At best I’m iffy about meringues. I only like them when they’re barely cooked so they’re still soft, rather than the bites of chalkboard grating against my teeth like regular meringues do. Personally, I’m not in love with these meringues, but both my mom and dad adore them. So I’m including them on the blog because majority rules. And if you DO like meringues, you’re gonna love these. And they’re great for Easter! (Thanks again, Martha Stewart Living.)
Prep Time: 20 minutes
Total Time: 3 hours
Yield: Makes 40
3 large egg whites, room temperature
1/2 teaspoon fresh lemon juice, plus 2 teaspoons finely grated lemon zest
1/4 cup plus 2 tablespoons sugar
40 squares (1/2 inch each) candied lemon peel (1/2 ounce;kingarthurflour.com)

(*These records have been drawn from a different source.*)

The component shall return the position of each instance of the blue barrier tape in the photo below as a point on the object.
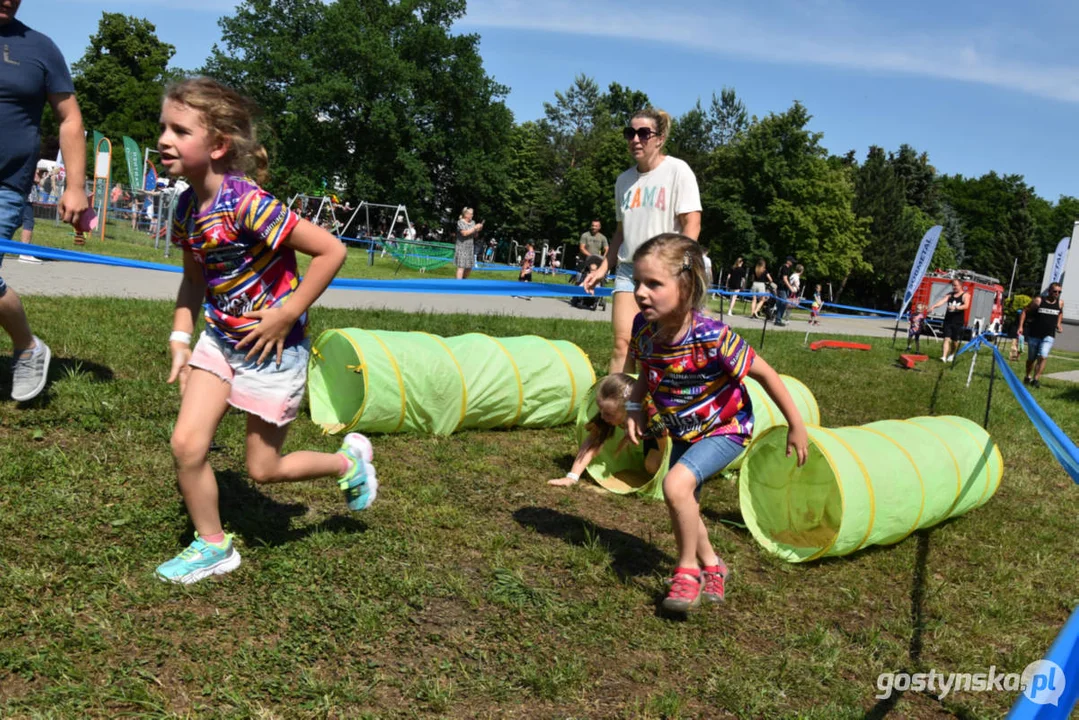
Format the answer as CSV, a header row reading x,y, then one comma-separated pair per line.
x,y
1061,692
1059,444
804,302
493,287
1062,685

Preheat oven to 200 degrees. Whisk egg whites, lemon juice, and a pinch of salt until foamy. Slowly whisk in sugar. Whisk until stiff peaks just begin to form. Fold in lemon zest.
Transfer mixture to a pastry bag fitted with a 1/2-inch plain round tip. Pipe forty 5-petaled 1 1/2-inch flowers onto parchment-lined baking sheets. (For each petal, pipe a small mound of meringue, and drag it into center
to form a teardrop shape. Repeat 4 times, working in a circle.) Place a candied lemon square in center of each flower.
Bake until meringues are crisp and lift off parchment easily, 2 to 2 1/2 hours. Let cool.
Meringues can be stored in an airtight container for up to 3 days.